The great Spanish neuroanatomist Santiago Ramon y Cajal concluded his 1913 treatise “Degeneration and Regeneration of the Nervous System” with this declaration: “In adult centres the nerve paths are something fixed, ended, immutable. Everything may die, nothing may be regenerated.” Cajal based his pessimistic conclusion on his meticulous studies of brain anatomy after injury, and his gloomy sentiment remained neuroscience dogma for almost a century. “We are still taught that the fully mature brain lacks the intrinsic mechanisms needed to replenish neurons and reestablish neuronal networks after acute injury or in response to the insidious loss of neurons seen in neurodegenerative diseases,” noted the neurologists Daniel Lowenstein and Jack Parent in 1999.

This doctrine of the adult hard-wired brain, of the loss of neuroplasticity with the end of childhood, had profound ramifications. It implied that rehabilitation for adults who had suffered brain damage was useless. It suggested that cognitive rehab in psychiatry was a misbegotten dream. But the doctrine, as was becoming apparent even as Lowenstein and Parent wrote, was wrong. Years after birth, even well into adolescence, the human brain is still forming the circuits that will determine how we react to stress, how we think, even how we see and hear. The fact that (even) adults are able to learn and that learning reflects changes in synapses tells us that the brain retains some of its early dynamism and malleability throughout life. The adult has the ability not only to repair damaged regions but also to grow new neurons. Even the adult brain is surprisingly plastic. Thus the power of willful activity to shape the brain remains the working principle not only of early brain development, but also of brain function as an ongoing, living process.

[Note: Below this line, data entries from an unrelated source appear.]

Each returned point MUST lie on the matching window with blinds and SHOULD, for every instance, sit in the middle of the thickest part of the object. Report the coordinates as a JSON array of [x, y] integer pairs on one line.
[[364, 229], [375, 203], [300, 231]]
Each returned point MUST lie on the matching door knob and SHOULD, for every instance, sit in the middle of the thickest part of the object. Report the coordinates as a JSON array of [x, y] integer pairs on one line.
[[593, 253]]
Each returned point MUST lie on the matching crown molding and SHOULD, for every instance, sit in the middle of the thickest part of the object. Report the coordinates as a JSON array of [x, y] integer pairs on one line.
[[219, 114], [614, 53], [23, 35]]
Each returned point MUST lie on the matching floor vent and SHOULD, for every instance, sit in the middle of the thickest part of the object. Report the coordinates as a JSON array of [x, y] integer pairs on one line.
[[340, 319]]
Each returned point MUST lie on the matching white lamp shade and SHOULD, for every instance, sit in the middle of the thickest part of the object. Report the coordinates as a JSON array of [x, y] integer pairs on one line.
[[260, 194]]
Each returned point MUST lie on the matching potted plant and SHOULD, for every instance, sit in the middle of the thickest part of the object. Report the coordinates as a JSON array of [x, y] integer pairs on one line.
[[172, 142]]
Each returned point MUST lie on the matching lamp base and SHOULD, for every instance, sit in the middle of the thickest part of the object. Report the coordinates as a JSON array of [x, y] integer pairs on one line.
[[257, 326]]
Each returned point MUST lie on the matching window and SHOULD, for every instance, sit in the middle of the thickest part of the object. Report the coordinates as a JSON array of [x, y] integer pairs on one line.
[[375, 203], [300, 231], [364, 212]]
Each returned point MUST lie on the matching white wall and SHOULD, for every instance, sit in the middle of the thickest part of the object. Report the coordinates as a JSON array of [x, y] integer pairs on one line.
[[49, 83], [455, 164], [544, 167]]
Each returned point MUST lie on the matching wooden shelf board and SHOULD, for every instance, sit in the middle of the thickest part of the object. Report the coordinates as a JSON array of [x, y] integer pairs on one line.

Even as I recorded changes in the brains of my OCD patients after mindfulness-based cognitive-behavioral therapy, a decades-long dogma was beginning to fall. Contrary to Cajal and virtually every neuroscientist since, the adult brain can change. It can grow
new cells. It can change the function of old ones. It can rezone an area that originally executed one function and assign it another. It can, in short, change the circuitry that weaves neurons into the networks that allow us to see and hear, into the networks that remember, feel, suffer, think, imagine, and dream.